I do not want forgiveness, absolution, or consolation. I say this so you understand that:
- It is never too late to come on board.
- You will learn about the harm you have done, in both what you have done and what you have not. You will need to deal with that on your own. Your white guilt is not for Black people to bear. It is not for allies to bear. It is yours. Sometimes that will not be easy. A lot of things aren’t.
- You will be called out for the harm you have done. As above, that is yours to deal with. Allyship is a repeated lesson in humility.
- You are not done doing harm. You will be called out for that too. If you don’t make mistakes, you’re not doing enough. There is probably something in this article that is problematic or offensive, and if I am called out and given a chance to correct it, then I have been given a gift.

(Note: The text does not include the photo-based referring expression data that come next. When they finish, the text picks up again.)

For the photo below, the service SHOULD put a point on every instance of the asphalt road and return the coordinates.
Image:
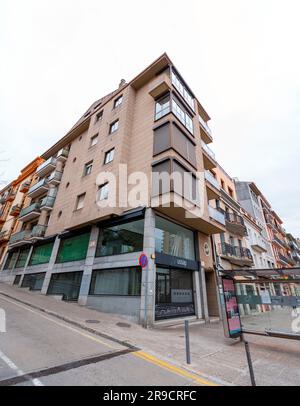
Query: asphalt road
(41, 350)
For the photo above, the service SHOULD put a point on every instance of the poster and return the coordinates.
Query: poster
(231, 308)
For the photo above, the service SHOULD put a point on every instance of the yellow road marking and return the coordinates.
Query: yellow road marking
(140, 354)
(165, 365)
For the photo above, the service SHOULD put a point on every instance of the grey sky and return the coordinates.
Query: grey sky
(241, 58)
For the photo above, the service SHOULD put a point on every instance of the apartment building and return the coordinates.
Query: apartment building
(73, 244)
(12, 199)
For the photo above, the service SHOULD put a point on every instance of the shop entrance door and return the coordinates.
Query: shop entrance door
(174, 293)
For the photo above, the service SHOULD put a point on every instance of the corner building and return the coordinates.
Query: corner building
(72, 247)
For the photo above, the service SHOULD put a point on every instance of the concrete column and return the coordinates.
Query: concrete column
(50, 266)
(26, 265)
(149, 273)
(204, 312)
(88, 267)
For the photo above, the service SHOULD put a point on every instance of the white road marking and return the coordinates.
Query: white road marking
(19, 372)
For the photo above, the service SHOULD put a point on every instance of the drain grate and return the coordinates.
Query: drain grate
(125, 325)
(92, 321)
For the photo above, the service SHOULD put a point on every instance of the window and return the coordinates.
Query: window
(182, 90)
(103, 192)
(41, 254)
(80, 201)
(94, 140)
(88, 168)
(73, 248)
(121, 239)
(99, 116)
(118, 102)
(109, 156)
(172, 239)
(118, 282)
(114, 127)
(162, 107)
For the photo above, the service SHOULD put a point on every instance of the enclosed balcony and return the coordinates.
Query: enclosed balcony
(46, 167)
(15, 210)
(206, 133)
(20, 238)
(235, 224)
(47, 203)
(54, 178)
(216, 215)
(38, 232)
(38, 189)
(209, 157)
(236, 255)
(25, 186)
(62, 155)
(213, 187)
(31, 212)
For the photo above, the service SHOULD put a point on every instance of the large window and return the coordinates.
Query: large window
(172, 239)
(182, 90)
(121, 239)
(166, 104)
(73, 248)
(41, 254)
(118, 282)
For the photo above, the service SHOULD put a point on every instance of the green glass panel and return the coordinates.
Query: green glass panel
(23, 255)
(73, 248)
(41, 254)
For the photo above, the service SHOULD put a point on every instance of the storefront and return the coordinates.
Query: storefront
(175, 266)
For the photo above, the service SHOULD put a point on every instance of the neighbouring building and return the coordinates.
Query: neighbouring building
(69, 244)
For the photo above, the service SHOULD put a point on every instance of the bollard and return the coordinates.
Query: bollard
(250, 363)
(187, 342)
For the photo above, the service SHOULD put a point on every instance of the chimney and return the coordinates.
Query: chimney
(122, 83)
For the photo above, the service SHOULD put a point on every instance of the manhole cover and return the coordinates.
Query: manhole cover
(123, 325)
(92, 321)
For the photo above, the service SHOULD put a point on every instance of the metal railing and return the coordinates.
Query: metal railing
(208, 150)
(30, 209)
(213, 181)
(216, 215)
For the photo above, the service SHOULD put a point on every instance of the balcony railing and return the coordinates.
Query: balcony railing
(216, 215)
(46, 167)
(213, 181)
(35, 207)
(38, 231)
(208, 150)
(205, 126)
(21, 236)
(41, 184)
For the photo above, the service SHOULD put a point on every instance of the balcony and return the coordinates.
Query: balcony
(47, 203)
(20, 238)
(216, 215)
(206, 133)
(55, 178)
(235, 224)
(15, 210)
(25, 186)
(279, 242)
(38, 189)
(213, 187)
(4, 236)
(62, 155)
(46, 167)
(209, 157)
(38, 232)
(236, 255)
(31, 212)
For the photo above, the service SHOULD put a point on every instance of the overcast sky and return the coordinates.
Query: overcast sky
(241, 58)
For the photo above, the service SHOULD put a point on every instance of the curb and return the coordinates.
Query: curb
(74, 323)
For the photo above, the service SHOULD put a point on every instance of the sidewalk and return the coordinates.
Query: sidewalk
(276, 361)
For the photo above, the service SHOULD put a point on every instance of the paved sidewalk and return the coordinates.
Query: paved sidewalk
(276, 361)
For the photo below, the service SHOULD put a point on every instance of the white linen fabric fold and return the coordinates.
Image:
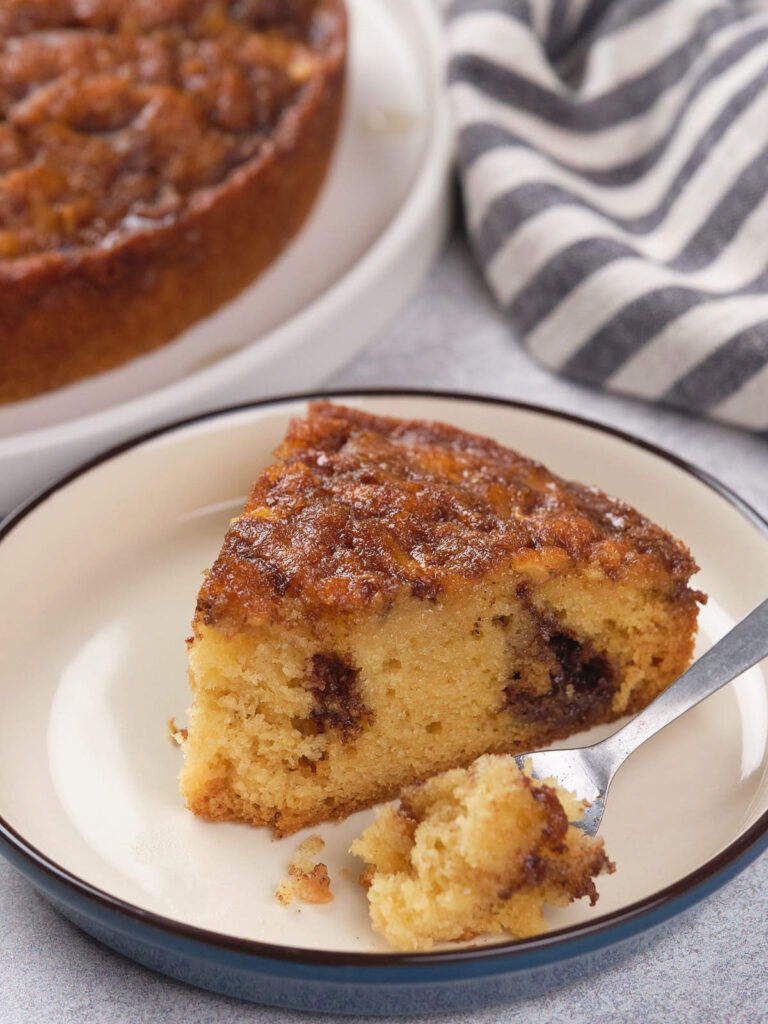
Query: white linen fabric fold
(613, 156)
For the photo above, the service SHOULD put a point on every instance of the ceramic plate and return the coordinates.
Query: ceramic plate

But don’t take it from me:
“At some point, you will have to admit WHY? WHY were you silent? WHY were you absent? WHY did you stay ignorant? Because you know why. And we know why.”
- Daniel J. Watts (@dwattswords on Instagram)
“I want your activism to be questioned and challenged and criticized by Black people. I want you to grow from your mistakes so we can grow as a nation.”
- Kandise Le Blanc
I’ve heard a lot of people talk about how much things changed this week. They did not. This is not the first week that Black Americans have been forced to take to the streets to demand justice. It’s just the first week you’ve been listening. This isn’t the first week that Black people have been marginalized, threatened, kept from success, treated as less than people. Not just by faceless organizations and racist caricatures, but by us.
As protests continue, the NAACP has released a list of four demands. They are all common sense, basic rules that every police force in this country should already be following. They are:
- A ban on the use of knee holds and choke holds as an acceptable practice for police officers.
- The Use of Force continuum for any police department in the country must ensure that there are at least 6 levels of steps, with clear rules on escalation.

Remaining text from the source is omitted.